DE19533337A1 - Propene / but-1-ene copolymers - Google Patents

Abstract

Propene/but-1-ene copolymers contain at least 80 % by moles propene units, have a melting point Tm below 145 DEG C and a molecular weight distribution lower than 2.5.

Description

The present invention relates to propene / but-1-ene copolymers with at least 80 mol% of propene units, a melting point T _m less than 145 ° C. and a molecular weight distribution M _w / M _n less than 2.5.

Furthermore, the present invention relates to the use of the copolymers for the production of films or moldings and the films and moldings available here.

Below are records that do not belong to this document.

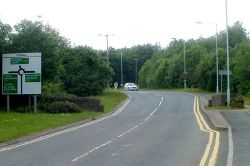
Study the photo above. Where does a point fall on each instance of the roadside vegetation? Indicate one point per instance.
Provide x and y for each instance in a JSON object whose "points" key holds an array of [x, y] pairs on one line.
{"points": [[15, 124], [80, 71]]}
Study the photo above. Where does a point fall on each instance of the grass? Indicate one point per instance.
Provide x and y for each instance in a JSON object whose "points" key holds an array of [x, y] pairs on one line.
{"points": [[14, 125], [247, 99]]}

Binary propene / but-1-ene copolymers have recently been found increased interest, for example as sealing layer materials as in A.M. Chatterjee et al., Soc. of Plastics Engineers, ANTEC Conf. Proc. S. 1977-1981 (1994). Opposite to that for this application commonly used ethene / propene copolyme They are characterized by a, with the same melting point Significantly lower sealing temperature with higher steep ability. Are desirable for the applications mentioned low sealing temperatures, d. H. low melting points of the bottom lymeren. This is because the molar caused by but-1-ene incorporation Lowering the melting point is considerably less than that Ethene incorporation, very large amounts of but-1-ene (greater than 12 mol%) in the Copolymer has been installed. Binary propene / but-1-ene copolymers with low melting points with a relatively low comonomer describes the content of EP-A 318 049. These copolymers are included homogeneous zirconocene catalysts in solution polymerization made at 0 ° C. The disadvantage here is that these copolymers are relatively low molecular weight and relatively high xylene-soluble An have parts, which indicates lower chemical uniformity and indicates broadened molecular weight distributions.

The object of the present invention was therefore to provide the aforementioned To remedy disadvantages and propene / but-1-ene copolymers available supply, in particular a low melting point, a narrow molecular weight distribution and low xylene soluble Have shares.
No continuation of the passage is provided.